Acontece que durante a análise da proposta, apresentada no final de 2021 pelo Instituto da Conservação da Natureza e das Florestas (ICNF), o Movimento Participativo Lagoa dos Salgados, constituído por nove Organizações Não Governamentais de Ambiente (Almargem, A Rocha, ANP|WWF, Vita Nativa, LPN, Quercus-ANCN, Sociedade Portuguesa de Botânica, Sociedade Portuguesa para o Estudo das Aves, ZERO), empresas de animação turística e cidadãos em nome individual, explica que surgiram, dois Relatórios de Conformidade Ambiental do Projeto de Execução (RECAPE), para um «mega-projeto» turístico no mesmo local.
Perante este ponto, o Movimento vê com «desagrado e preocupação» a insistência por parte dos promotores, em submeter de novo o projeto a RECAPE, «numa tentativa de colocar em causa o processo de criação desta nova reserva natural» e espera que da parte das entidades públicas exista uma posição firme que inviabilize definitivamente o empreendimento.
Em comunicado, considera que, uma vez que o projeto do Plano de Pormenor (PP) está a ser analisado em dois RECAPES, devem ser considerados os impactos cumulativos das propostas de cada uma das áreas.
As organizações ambientalistas recordam que a recomendação para a classificação da Lagoa dos Salgados como Reserva Natural foi unanimemente votada favoravelmente no Parlamento e que, em 2018, este mesmo projeto turístico agora em Consulta Pública, mas nessa altura englobado num só processo, recebeu decisão desfavorável por parte da Comissão de Coordenação e Desenvolvimento Regional do Algarve, CCDR-Algarve, levando os promotores a considerarem as medidas que foram identificadas na Declaração de Impacte Ambiental.
Outro motivo apontando, prende-se com a proposta de classificação da Reserva Natural, estar apoiada num relatório técnico elaborado pelo ICNF, com fortes bases científicas, com vista à preservação de habitats protegidos, importantes para espécies com interesse para a conservação a nível comunitário.

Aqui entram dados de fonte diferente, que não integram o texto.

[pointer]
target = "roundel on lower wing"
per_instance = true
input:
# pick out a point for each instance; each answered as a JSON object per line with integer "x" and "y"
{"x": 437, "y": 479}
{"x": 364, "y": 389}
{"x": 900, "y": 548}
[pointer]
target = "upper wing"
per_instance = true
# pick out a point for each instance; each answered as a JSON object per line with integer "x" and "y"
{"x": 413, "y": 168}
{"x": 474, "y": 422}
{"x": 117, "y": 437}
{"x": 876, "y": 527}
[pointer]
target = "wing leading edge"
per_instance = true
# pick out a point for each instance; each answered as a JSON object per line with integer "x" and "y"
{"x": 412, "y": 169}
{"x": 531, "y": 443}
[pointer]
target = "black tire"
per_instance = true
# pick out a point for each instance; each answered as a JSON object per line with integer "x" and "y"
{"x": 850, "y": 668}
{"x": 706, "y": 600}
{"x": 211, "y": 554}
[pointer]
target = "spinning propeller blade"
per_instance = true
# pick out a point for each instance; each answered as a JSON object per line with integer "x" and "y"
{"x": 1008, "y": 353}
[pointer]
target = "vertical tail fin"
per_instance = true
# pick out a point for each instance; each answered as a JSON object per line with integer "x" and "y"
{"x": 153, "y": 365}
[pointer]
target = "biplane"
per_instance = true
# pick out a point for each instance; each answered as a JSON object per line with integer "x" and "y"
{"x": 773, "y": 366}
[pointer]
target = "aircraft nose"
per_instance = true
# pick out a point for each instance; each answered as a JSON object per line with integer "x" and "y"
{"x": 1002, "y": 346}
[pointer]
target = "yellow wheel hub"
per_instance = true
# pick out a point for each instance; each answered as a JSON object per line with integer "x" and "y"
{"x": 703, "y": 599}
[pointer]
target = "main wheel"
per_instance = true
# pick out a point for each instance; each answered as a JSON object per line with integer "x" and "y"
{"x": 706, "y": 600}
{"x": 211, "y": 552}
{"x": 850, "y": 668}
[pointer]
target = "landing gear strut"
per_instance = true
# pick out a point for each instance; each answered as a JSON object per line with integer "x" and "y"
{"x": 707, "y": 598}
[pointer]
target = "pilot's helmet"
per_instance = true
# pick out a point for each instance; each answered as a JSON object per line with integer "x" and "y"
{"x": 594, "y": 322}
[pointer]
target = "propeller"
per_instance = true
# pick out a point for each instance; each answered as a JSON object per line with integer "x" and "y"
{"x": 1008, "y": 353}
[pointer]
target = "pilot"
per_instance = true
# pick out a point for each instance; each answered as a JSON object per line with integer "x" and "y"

O Movimento relembra ainda que o Estado Português encontra-se comprometido internacionalmente, com a Estratégia Europeia para a Biodiversidade 2030, que visa proteger e inclusive a aumentar as áreas protegidas em toda a UE, alargando "as zonas Natura 2000 atuais, garantindo uma proteção estrita das zonas com elevado valor em termos climáticos e de biodiversidade."
Para os ambientalistas, a aprovação deste projeto, apresenta «um enorme impacto sobre os valores únicos daquele que é um dos últimos redutos naturais da costa sul algarvia, pelo que deverá ser analisado de acordo com o contexto, desafios e ameaças atuais neste território».
Devido ao facto do período de consulta pública para os RECAPES terminar a 18 de fevereiro, levou o Movimento a avançar com um pedido formal de prorrogação de prazo à CCDR-Algarve, tendo o mesmo sido indeferido.
No mesmo documento emitido à imprensa, é lançado o apelo «para que a sociedade civil se faça ouvir através de uma forte participação informada», estando a ser compilados os aspetos que têm impactos mais significativos no território e que brevemente serão disponibilizados.